Cuban ecologist talks on green movement

December 7, 1994
Issue 

By Robyn Marshall

BRISBANE — Cuban environmentalist Luis Sanchez told a meeting here on November 25 that the most pressing problem facing Cuba since the fall of the Eastern bloc was the production of food.

Sanchez is touring Australia as a guest of the Australia-Cuba friendship Society and the Green Team, exchanging information on the green movement and in particular alternative ways of producing food using small-scale organic agriculture.

A committee member of the "Horticultural Group of Santa Fe", he said the community is growing vegetables in the city itself, in between buildings and on the sides of streets. This was done to avoid the cost of oil for transporting food from the countryside to the city. They are growing tomatoes, cassava, sweet potato and lettuces using compost and animal manure.
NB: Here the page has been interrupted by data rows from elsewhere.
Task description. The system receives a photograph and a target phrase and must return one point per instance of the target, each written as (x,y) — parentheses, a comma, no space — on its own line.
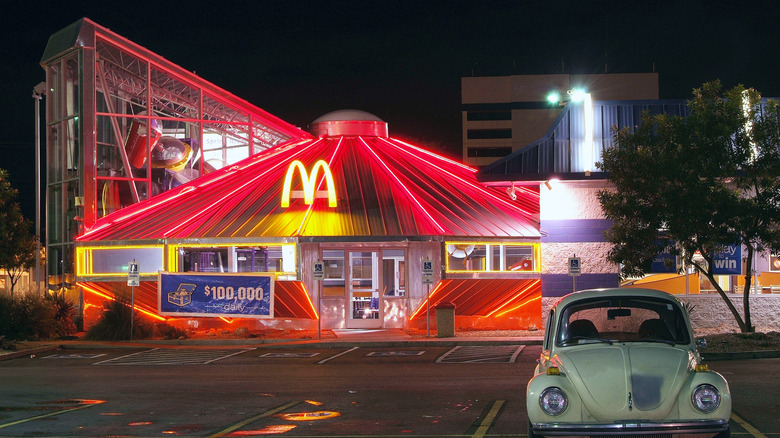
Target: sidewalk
(336,338)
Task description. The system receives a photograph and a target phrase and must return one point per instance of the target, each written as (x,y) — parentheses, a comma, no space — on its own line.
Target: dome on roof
(347,114)
(349,122)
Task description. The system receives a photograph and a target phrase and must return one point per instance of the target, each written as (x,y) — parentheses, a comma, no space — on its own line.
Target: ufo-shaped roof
(383,186)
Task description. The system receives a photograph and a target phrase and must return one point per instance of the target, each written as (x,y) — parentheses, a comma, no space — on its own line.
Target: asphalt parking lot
(362,390)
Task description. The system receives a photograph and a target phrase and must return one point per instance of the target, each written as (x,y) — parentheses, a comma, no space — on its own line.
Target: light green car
(624,362)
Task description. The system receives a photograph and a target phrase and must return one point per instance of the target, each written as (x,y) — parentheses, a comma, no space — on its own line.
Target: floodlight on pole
(39,91)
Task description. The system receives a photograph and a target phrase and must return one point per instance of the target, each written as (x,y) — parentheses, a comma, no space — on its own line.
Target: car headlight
(553,401)
(706,398)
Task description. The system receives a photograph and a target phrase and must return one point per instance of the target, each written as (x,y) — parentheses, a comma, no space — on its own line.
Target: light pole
(38,92)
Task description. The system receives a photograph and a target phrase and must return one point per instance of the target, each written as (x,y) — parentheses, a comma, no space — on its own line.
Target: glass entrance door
(365,310)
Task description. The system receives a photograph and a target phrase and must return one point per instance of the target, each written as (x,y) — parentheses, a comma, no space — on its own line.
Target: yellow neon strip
(536,255)
(510,300)
(523,304)
(85,258)
(309,181)
(110,298)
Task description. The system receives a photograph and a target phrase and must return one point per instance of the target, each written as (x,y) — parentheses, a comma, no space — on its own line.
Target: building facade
(202,210)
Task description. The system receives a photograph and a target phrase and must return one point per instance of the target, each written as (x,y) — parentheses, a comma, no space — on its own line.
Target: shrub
(32,316)
(114,325)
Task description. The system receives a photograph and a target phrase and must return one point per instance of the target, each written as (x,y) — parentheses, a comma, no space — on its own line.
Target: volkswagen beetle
(624,362)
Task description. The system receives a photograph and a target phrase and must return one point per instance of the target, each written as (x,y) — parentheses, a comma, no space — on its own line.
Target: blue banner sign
(665,261)
(728,261)
(247,295)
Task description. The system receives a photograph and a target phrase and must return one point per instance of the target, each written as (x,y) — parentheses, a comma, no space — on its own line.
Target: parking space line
(488,420)
(337,355)
(747,426)
(50,414)
(243,423)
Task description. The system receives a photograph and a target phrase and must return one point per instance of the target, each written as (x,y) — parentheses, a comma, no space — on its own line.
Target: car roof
(614,292)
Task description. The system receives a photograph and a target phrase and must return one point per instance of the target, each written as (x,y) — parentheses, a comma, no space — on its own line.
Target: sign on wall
(728,261)
(774,263)
(246,295)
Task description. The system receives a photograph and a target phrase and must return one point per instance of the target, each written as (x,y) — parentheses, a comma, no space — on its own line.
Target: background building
(502,114)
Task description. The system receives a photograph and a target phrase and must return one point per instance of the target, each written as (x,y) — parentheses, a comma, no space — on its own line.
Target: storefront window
(333,275)
(492,257)
(393,273)
(260,258)
(114,260)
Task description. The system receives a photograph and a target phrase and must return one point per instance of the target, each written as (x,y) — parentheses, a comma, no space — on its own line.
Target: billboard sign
(245,295)
(728,261)
(665,261)
(309,183)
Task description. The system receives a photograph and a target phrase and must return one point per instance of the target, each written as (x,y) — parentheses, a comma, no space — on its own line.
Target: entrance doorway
(364,309)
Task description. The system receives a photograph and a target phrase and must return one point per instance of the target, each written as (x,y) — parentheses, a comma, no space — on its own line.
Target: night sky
(400,60)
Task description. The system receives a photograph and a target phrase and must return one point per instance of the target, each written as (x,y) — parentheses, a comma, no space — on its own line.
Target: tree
(697,184)
(17,251)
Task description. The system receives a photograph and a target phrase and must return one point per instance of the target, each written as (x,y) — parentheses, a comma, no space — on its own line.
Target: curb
(769,354)
(7,355)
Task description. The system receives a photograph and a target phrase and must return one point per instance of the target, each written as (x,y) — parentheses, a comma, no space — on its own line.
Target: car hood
(626,381)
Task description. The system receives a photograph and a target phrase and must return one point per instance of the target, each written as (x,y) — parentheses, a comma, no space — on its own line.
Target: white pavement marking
(160,356)
(337,355)
(482,354)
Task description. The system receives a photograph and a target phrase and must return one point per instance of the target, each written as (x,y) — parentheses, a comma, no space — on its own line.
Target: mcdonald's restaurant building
(233,217)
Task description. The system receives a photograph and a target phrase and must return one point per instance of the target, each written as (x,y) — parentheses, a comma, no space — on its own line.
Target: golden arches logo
(309,181)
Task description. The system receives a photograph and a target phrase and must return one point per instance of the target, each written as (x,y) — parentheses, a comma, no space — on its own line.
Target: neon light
(309,182)
(85,256)
(523,304)
(110,298)
(309,210)
(403,186)
(311,304)
(517,295)
(535,247)
(439,286)
(587,109)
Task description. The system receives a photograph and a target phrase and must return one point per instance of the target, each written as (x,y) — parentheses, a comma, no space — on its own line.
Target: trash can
(445,320)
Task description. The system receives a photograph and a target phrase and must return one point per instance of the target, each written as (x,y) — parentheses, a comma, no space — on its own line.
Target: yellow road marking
(747,426)
(488,420)
(38,417)
(243,423)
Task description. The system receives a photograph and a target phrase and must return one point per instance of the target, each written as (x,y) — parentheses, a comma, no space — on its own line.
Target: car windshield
(622,319)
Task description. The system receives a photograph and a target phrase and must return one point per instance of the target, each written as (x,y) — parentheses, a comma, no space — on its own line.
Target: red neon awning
(290,297)
(384,187)
(483,297)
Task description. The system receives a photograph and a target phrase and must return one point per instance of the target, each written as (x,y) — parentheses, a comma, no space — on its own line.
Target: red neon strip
(506,303)
(475,186)
(319,185)
(439,285)
(403,186)
(434,155)
(536,298)
(187,227)
(110,298)
(311,304)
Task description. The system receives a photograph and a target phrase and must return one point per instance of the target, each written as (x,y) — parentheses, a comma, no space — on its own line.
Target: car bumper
(632,428)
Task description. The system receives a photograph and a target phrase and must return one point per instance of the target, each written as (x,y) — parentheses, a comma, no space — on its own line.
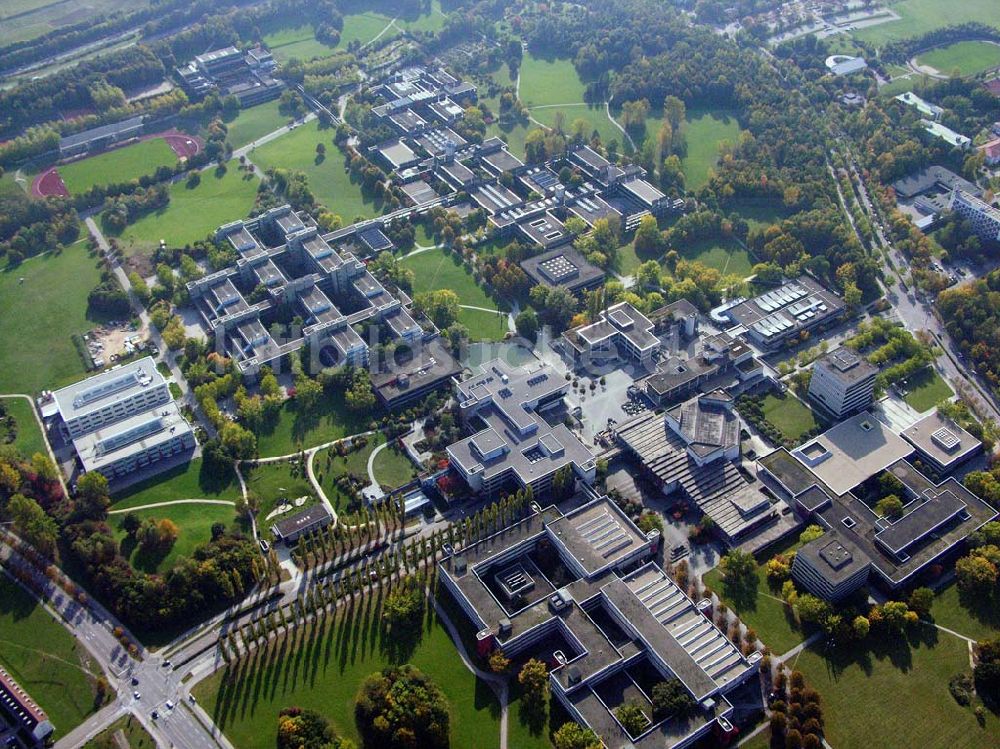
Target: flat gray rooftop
(116,384)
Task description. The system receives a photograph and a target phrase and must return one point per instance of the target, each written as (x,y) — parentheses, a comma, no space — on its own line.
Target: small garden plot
(280,489)
(118,165)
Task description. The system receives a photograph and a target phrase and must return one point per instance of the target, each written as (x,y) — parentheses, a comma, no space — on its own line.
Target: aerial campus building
(231,72)
(580,590)
(512,444)
(622,332)
(693,452)
(842,383)
(775,317)
(22,722)
(123,419)
(985,218)
(288,267)
(99,138)
(819,480)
A Cuban video, The Greening of Cuba, showed this extraordinary process. Sanchez stressed that organic growing of food is a necessity if Cuba is to survive the 30-year blockade. The state provides seed and guarantees credit to the small city communities.

He added that this is also the future of Cuban agriculture. Even if the blockade was lifted, Cuba could not return to the old ways of massive use of pesticides and chemicals and agriculture on a scale of 200 hectares. "We have to change the way of thinking about agriculture and see agriculture as an alliance with nature not a war", added Sanchez.

On October 1, the Cuban government opened up the agricultural free market, where farmers can go to sell their excess produce to the public. Farmers first have to fill a set quota which is sold to the state to supply schools, hospitals and the official shops where people buy a set amount at a fixed price with their ration card.

Once farmers have fulfilled their state obligations, they are permitted to sell in the market. The government is certain that it will stimulate production by opening the market in this way and still maintain its socialist objectives.

The amount of food on the ration card guarantees some rice, beans, meat, sugar (12kg) and oil per month, about 60gm of protein per person, per day. Children aged 3-7 are guaranteed a litre of milk a day, but other Cubans don't have access to milk because of the shortage of cattle and the high cost of feed.

The consumption of protein in Cuba at the moment is low but no-one is dying of hunger. Sanchez said that everyone is riding bicycles to work and is very fit. They are eating a lot more sugar for energy.

However the production of their export crop, sugar, is still a problem because the sugar varieties they use need fertilisers and pesticides.